The Muslim Brotherhood and Hamas each blamed Israel Monday for orchestrating a terrorist attack in Egypt's Sinai Peninsula which killed 16 Egyptian soldiers and wounded seven a day earlier. The accusations prompted a swift dismissal from Israel, which was also targeted in the attack.

Egypt's Muslim Brotherhood said on its website that the attack "can be attributed to Mossad" and was an attempt to thwart Islamist President Mohamed Morsy.

"Even the person who says this when he looks at himself in the mirror does not believe the nonsense he is uttering," said Foreign Ministry spokesman Yigal Palmor.

According to the Brotherhood statement, the Mossad "has been seeking to abort the revolution since its inception and the proof of this is that it gave instructions to its Zionist citizens in Sinai to depart immediately a few days ago." The group added: "(It) also draws our attention to the fact that our forces in Sinai are not enough to protect it and our borders, which makes it imperative to review clauses in the signed agreement between us and the Zionist entity."

Egypt branded the Islamist gunmen behind the attack as "infidels" and promised on Monday to launch a crackdown following the massacre that has strained Cairo's ties with both Israel and Palestinians.

The bloodshed represented an early diplomatic test for Morsy, who took office at the end of June after staunch US ally Hosni Mubarak was overthrown last year in a popular uprising.

Mubarak had cooperated closely with Israel on security and suppressed Islamist movements such as Morsy's Muslim Brotherhood which rejects violence to achieve its goals but whose leaders often voiced hostility towards the Jewish state.

Meanwhile, the Hamas government and some Palestinian groups also hinted at Israeli involvement in the attack with the aim of driving a wedge between the Palestinians and Egypt.

Hamas security officials insisted that none of the terrorists who carried out the Sinai attack had come from the Gaza Strip.
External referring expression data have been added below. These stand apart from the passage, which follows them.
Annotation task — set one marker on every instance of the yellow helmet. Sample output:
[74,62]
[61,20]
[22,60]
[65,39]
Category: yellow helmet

However, the officials did not say who they believed was behind the terror assault.

A spokesman for the Hamas government claimed the attack was an Israeli "attempt to tamper with Egyptian security and drive a wedge between the Egyptians and the residents of the Gaza Strip."

The spokesman said that allegations about the involvement of Palestinians in the terror attack were mainly aimed at inciting the Egyptian people against the residents of the Gaza Strip and the Hamas government.

"This is a despicable crime that only serves the interests of the Zionist enemy," the Hamas spokesman said. "We believe that Israeli agents were behind the attack."

The Islamic Jihad organization in the Gaza Strip also denied involvement, saying that attack serves only "Israeli occupation." Another group, Al-Jama'ah Al-Islamiya [The Palestinian Group], claimed that Israeli "intelligence forces" were behind the attack.

Egypt's decision to shut the Rafah border crossing in the aftermath of Sunday's attack drew sharp criticism from Palestinians.